Schwitzgebel expanded on this topic further in a recent post on his blog “The Splintered Mind”:

If we want, we can draw on text and image and video databases to create simulacra of the deceased — simulacra that speak similarly to how they actually spoke, employing characteristic ideas and turns of phrase, with voice and video to match. With sufficient technological advances, it might become challenging to reliably distinguish simulacra from the originals, based on text, audio, and video alone.

Now combine this thought with the first development, a future in which we mostly interact by remote video. Grandma lives in Seattle. You live in Dallas. If she were surreptitiously replaced by Deepfake Grandma, you might hardly know, especially if your interactions are short and any slips can be attributed to the confusions of age.

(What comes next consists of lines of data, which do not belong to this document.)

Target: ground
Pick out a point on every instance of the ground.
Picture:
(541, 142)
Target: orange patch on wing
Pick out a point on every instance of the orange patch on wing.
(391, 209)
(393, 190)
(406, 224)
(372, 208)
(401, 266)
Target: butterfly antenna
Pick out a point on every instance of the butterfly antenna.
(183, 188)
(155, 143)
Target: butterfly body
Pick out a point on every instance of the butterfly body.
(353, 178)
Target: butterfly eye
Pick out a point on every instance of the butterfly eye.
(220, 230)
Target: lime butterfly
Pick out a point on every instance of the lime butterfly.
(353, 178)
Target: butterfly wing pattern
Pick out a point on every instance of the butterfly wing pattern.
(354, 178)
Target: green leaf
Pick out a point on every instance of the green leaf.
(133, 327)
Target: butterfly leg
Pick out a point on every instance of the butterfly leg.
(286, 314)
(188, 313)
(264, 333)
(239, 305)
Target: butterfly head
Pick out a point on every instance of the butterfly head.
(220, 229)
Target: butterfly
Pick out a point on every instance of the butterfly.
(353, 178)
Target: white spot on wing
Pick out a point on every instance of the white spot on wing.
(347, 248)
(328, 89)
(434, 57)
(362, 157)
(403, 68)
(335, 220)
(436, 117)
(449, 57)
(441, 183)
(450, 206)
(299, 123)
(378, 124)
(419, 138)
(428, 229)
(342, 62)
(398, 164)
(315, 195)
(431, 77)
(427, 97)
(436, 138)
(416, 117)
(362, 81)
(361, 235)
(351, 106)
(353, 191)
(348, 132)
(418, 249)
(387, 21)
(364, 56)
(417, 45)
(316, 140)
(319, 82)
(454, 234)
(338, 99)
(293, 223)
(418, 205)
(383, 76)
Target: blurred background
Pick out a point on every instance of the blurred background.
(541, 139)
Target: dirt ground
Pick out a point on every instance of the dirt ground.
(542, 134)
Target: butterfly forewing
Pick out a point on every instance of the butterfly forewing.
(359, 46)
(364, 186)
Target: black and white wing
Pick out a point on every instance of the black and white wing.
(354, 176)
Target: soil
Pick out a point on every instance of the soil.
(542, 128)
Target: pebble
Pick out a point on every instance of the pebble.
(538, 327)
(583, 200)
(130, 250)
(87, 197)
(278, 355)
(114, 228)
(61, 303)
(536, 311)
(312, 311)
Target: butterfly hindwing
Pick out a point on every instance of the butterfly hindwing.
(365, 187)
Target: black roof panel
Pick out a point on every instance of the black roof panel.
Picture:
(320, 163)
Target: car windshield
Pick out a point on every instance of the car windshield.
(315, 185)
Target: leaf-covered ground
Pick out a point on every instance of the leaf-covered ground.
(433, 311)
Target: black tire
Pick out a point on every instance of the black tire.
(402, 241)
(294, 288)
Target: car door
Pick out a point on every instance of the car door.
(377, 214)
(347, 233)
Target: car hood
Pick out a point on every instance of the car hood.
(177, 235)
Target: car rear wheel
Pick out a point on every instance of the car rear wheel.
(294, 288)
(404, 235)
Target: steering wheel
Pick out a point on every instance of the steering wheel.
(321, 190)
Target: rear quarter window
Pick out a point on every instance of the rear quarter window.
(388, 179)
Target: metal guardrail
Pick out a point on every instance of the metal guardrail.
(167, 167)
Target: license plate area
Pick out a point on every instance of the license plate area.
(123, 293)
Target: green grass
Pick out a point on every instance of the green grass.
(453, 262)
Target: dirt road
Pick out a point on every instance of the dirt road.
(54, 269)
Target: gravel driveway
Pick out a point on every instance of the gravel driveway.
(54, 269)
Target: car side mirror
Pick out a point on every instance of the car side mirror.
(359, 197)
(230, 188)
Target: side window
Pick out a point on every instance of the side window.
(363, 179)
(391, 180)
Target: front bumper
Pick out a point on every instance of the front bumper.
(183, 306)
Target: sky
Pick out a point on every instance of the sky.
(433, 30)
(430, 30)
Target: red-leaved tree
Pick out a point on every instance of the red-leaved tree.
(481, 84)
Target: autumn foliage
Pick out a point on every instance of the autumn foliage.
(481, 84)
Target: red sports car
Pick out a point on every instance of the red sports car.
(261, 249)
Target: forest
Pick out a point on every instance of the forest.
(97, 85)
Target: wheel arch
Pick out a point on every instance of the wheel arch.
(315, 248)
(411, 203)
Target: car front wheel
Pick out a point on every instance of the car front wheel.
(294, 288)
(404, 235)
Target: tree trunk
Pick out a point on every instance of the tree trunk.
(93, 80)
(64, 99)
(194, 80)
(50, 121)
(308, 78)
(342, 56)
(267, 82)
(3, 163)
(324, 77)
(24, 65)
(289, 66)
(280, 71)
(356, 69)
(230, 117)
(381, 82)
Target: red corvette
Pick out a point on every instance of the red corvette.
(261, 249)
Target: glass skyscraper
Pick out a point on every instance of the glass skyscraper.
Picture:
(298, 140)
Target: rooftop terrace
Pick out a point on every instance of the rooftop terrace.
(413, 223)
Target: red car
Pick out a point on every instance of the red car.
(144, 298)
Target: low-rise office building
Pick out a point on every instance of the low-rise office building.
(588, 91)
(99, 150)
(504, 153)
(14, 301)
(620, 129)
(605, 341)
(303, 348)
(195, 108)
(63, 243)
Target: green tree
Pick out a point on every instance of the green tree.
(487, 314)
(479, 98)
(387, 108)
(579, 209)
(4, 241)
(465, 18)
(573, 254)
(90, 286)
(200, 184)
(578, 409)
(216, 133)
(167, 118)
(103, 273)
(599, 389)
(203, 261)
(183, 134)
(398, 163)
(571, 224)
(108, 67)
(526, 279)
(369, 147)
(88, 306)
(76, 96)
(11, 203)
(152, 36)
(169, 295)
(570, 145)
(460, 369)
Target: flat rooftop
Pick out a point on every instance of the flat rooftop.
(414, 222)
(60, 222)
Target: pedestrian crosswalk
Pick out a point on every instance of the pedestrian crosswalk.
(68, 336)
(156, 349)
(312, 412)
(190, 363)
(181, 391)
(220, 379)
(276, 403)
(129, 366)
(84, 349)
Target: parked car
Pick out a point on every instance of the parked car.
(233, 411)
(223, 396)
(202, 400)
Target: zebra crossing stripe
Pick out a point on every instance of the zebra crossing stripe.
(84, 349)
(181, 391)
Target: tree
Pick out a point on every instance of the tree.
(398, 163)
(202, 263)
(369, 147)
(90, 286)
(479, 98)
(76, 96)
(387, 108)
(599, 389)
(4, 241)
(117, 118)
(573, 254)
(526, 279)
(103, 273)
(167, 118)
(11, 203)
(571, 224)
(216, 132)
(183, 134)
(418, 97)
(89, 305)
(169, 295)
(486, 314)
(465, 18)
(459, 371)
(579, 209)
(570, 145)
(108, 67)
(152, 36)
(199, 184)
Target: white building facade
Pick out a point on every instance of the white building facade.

This is spooky enough, but I want to consider a more radical possibility — the possibility that we might come to not care very much whether grandma is human or deepfake.

Dr. Gerald Maguire

Professor of psychiatry and neuroscience

Dr. Gerald Maguire

“I firmly believe in the empowerment of individual choice.”

— Maguire  


Q: Do you think artificial intelligence could be a useful tool in helping people process grief?

A: As academics, we can only speculate as to the potential risks/benefits since no one has direct clinical experience with AI and we lack any empirical evidence. I firmly believe in the empowerment of individual choice. If a patient of mine were to ever ask my guidance on such, I would outline the above, cite the hypothesized possibilities, and allow my patient to make their informed decision.